We live in the age of the customer. Customers have more access to information about products and services than ever before. And as companies continue to pursue old strategies–fighting over pricing and features–a new battleground has emerged: that of the customer experience.
Delivering the perfect experience to every customer in every circumstance is the new quest for supremacy. Companies invest in techniques like journey mapping to identify the possible routes, detours, and potential breakdowns along the customers’ path, each of these offering an opportunity to impact (positively or negatively) the underlying customer experience.
It’s the breakdowns in the journey that are often the hardest to anticipate and respond to. They are often random. They can affect large numbers of customers. And they can have a very negative impact on a brand.
Turning the tide
Enter proactive customer service. Rather than waiting for customers to call, chat, or email customer service about an issue, the customers are preemptively notified of the issue. Ideally, that notification includes a solution to the problem; if a solution is not yet available, it lets the customers know the company is aware of the problem and working towards a solution. In worst-case scenarios, the problem affects most or all customers and prevents them from using the product or service.
There are challenges to delivering proactive service. The least of these problems is having details about the customer base: who owns or uses the product or service; how they use it (if that plays into things); and how to contact them.
Having a standardized process to respond to issues is a larger issue. It must be a system that routes the problem to the part of the company responsible. After all, the problem never originates in customer service–billing problems come from finance, product issues arise for engineering or manufacturing errors, etc. The process must also ensure accountability and a timely response, which requires cross-organizational alignment and teamwork.

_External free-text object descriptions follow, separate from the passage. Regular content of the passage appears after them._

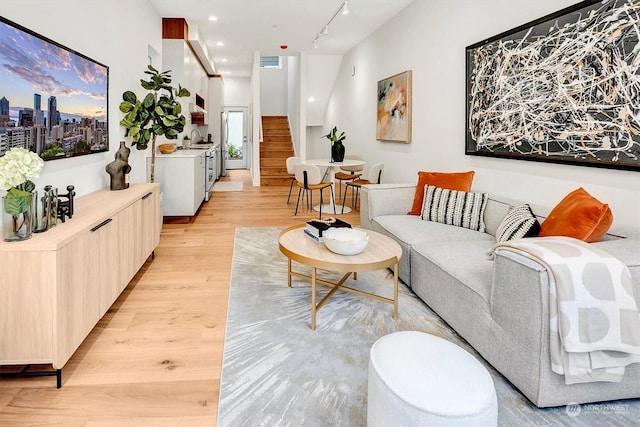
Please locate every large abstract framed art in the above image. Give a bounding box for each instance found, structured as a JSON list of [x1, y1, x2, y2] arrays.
[[0, 16, 109, 161], [466, 0, 640, 171], [377, 70, 412, 143]]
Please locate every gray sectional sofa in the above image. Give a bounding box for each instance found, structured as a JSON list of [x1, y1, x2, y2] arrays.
[[360, 183, 640, 408]]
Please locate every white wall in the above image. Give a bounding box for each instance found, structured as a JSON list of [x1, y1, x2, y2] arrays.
[[223, 77, 251, 107], [306, 54, 343, 126], [260, 60, 289, 116], [251, 52, 262, 186], [0, 0, 162, 196], [287, 56, 301, 156], [321, 0, 640, 236]]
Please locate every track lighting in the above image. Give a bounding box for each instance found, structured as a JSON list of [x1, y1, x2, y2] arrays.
[[312, 0, 350, 48], [342, 0, 349, 15]]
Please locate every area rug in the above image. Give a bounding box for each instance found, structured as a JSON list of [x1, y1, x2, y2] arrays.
[[213, 181, 243, 192], [217, 227, 640, 426]]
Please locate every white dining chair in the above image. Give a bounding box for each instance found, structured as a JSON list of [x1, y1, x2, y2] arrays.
[[334, 155, 364, 200], [342, 162, 384, 213], [286, 156, 301, 204], [293, 163, 336, 218]]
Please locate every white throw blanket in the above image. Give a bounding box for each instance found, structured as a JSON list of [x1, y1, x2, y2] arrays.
[[488, 236, 640, 384]]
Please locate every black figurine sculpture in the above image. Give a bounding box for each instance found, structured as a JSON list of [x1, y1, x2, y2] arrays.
[[105, 141, 131, 190]]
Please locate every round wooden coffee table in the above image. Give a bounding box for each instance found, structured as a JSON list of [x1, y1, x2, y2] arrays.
[[278, 224, 402, 330]]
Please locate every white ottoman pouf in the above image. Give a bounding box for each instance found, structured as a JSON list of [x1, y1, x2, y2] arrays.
[[367, 331, 498, 426]]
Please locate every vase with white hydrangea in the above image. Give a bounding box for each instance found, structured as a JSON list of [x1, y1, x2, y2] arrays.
[[0, 148, 44, 241]]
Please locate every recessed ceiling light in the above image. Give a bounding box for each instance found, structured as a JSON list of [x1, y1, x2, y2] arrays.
[[221, 58, 228, 62], [208, 15, 218, 21], [216, 41, 224, 46], [308, 97, 315, 103], [225, 71, 232, 75]]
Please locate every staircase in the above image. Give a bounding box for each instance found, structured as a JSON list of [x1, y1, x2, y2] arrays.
[[260, 116, 295, 186]]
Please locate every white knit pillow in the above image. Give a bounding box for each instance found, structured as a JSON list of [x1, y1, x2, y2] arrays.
[[421, 185, 488, 232], [495, 204, 541, 242]]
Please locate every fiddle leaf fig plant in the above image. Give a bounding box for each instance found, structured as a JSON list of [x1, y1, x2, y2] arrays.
[[119, 65, 190, 182]]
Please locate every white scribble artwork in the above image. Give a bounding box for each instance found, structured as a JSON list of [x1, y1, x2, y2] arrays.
[[467, 0, 640, 169]]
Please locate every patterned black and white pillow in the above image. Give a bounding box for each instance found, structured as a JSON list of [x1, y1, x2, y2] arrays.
[[495, 204, 541, 242], [421, 185, 488, 232]]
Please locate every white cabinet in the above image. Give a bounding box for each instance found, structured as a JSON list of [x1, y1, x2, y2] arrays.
[[207, 77, 224, 144], [149, 151, 206, 216], [0, 184, 161, 377]]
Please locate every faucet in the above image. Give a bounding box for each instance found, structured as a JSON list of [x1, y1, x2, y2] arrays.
[[191, 128, 203, 144]]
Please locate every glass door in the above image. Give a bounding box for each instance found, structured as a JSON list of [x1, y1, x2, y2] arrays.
[[224, 107, 248, 170]]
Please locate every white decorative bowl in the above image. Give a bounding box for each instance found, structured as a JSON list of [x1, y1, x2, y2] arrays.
[[323, 228, 369, 255]]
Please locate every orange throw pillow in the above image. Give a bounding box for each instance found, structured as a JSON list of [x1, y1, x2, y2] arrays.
[[408, 171, 475, 215], [538, 187, 613, 242]]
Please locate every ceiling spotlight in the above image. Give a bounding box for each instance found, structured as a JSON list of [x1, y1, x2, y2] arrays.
[[216, 41, 224, 46], [342, 0, 349, 14], [321, 25, 329, 36], [313, 38, 319, 49], [221, 58, 228, 62], [208, 15, 218, 21], [308, 97, 315, 103]]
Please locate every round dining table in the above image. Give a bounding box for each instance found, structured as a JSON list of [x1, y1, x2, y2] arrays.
[[301, 158, 365, 214]]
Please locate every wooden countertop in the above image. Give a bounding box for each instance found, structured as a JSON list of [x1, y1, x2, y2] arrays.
[[0, 183, 159, 252]]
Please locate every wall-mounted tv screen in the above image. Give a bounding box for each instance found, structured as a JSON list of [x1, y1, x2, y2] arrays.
[[0, 16, 108, 161]]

Delivering proactive customer service may sound daunting. There is a lot of effort needed to get things started and ongoing vigilance to monitor for problems to pounce on and address. However, consider the payoff: customers’ efforts are reduced (since a solution is pushed to them) and their experience is back-on-track faster while customer service is spared the calls, emails, and chats related to the issue.
So how does an organization begin to develop its proactive customer service skills? It can start very simply, by looking for the small opportunities to make a difference with customers.
Some businesses are based upon delivering repeated services to customers. Those services might vary slightly at times. Those variations can create customer confusion, requiring them to go online to find an answer or to contact customer service directly. This is inconvenient for the customer.
My local waste management company only picks up recycling every other week. I can’t always remember what week to put out the recycling, and I apparently wasn’t the only customer with a bad memory. Several years ago, the company announced an opt-in weekly reminder text message service. Based upon the customer’s scheduled pick-up day, the reminders alert customers a day in advance if recyclables should be out at the curb. Now I never miss a recycling day.
Safety and security
It’s safe to say nearly every company today has some part of their customer experience take place online. It could be to find information, order products, or to get customer service. Because consistency and a personalized experience is important, most companies request customers create a profile and log-in to perform these tasks. That profile may contain sensitive information that must be protected.
I have a set of security cameras around my home. Video from those cameras is stored in the cloud, and is accessible via a mobile app or browser. Every ninety days, the company providing this service suggests (but does not require) a password change. When they recently added two-factor authentication for additional security, a helpful notification email suggested I enable this as well as provided a video on its benefits and the steps to activate it.
It’s important to instruct customers on the proper steps to successfully use a product or service. Quickstart guides and manuals exist for this very reason. But what about information that could be helpful later in the customer journey?
A few months ago, I purchased a pair of casual shoes from a company that prides itself on the quality, comfort, and sustainability of its shoes. I recently received an email thanking me for my purchase (serving to maintain my awareness of the brand); the same email indicated I’d now had the shoes for six months and offered the best method of laundering the shoes to keep their appearances up, prompting me to restore the shoes to nearly-new appearance.
Little efforts with big results
For some customer service leaders, the prospect of delivering proactive customer service feels beyond their reach. The right company culture doesn’t exist. Processes are lacking. The systems can’t support it. Yet improving the customer experience demands delivering proactive service. Companies not moving to anticipate and respond to issues before customers encounter them will lose out to the competitors that do.
But proactive customer service is more than just addressing big issues. It’s also about providing timely reminders and offering advice and tips. There are many times in a customer’s journey where they must seek information; by proactively offering it, a company shows the attention and care it has for customers. And once a company is successful at providing service for the non-emergency issues, it has the basics down to develop the additional processes and systems needed to proactively address major issues.